“Deep Sea Fish,” by Chi Hui (translated by Brian Bies) is a novelet from the March/April 2018 issue of the Magazine of Fantasy and Science Fiction. At its core, it’s a story about what it means to be human, and what it means to reach for the stars.
Many of us SFF nerds grew up familiar with “The Martian Chronicles;” stories about the inhabitants of other planets interacting with, or being discovered long dead by, humans are a staple of SFF. “Deep Sea Fish” features a galaxy spanning civilization (not carbon based!) that has flourished on other planets and then vanished. Human archeologists studying ancient alien artifacts and remains are absolutely a strongly present theme in this genre, and in “Deep Sea Fish” there’s a group that’s moving quickly to study an area of interest on Titan before a company comes in to terraform the area, and melt it all… as opposed to coming in to build a new high way or condo and bulldozing it all..
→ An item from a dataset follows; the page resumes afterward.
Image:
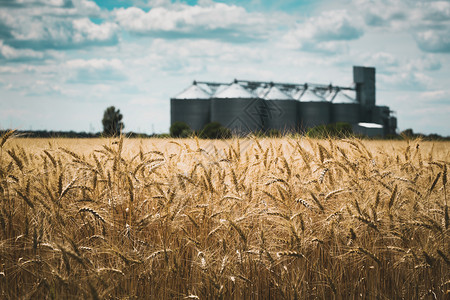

The science in this novelet is a little bit shaky, one of the things where you just have to nod and enjoy the substance of the story and the themes it contains. What makes humans different from the aliens who once populated other planets, moons? Why have humans been so slow to explore the stars, as compared to the aliens who we have yet to meet? How has our slowness- and our birth and growth on earth– affected us and our ability to explore, our attitudes toward exploring? Humans aren’t shallow water fish, able to skip from pool to pool and spread our numbers further. We are deep sea fish, only able to travel to new places when we take our environment with us… and taking our environment with us can destroy the places we settle.
As hard science this is, perhaps, a failure. But as a good story it’s a lot of thoughtful fun.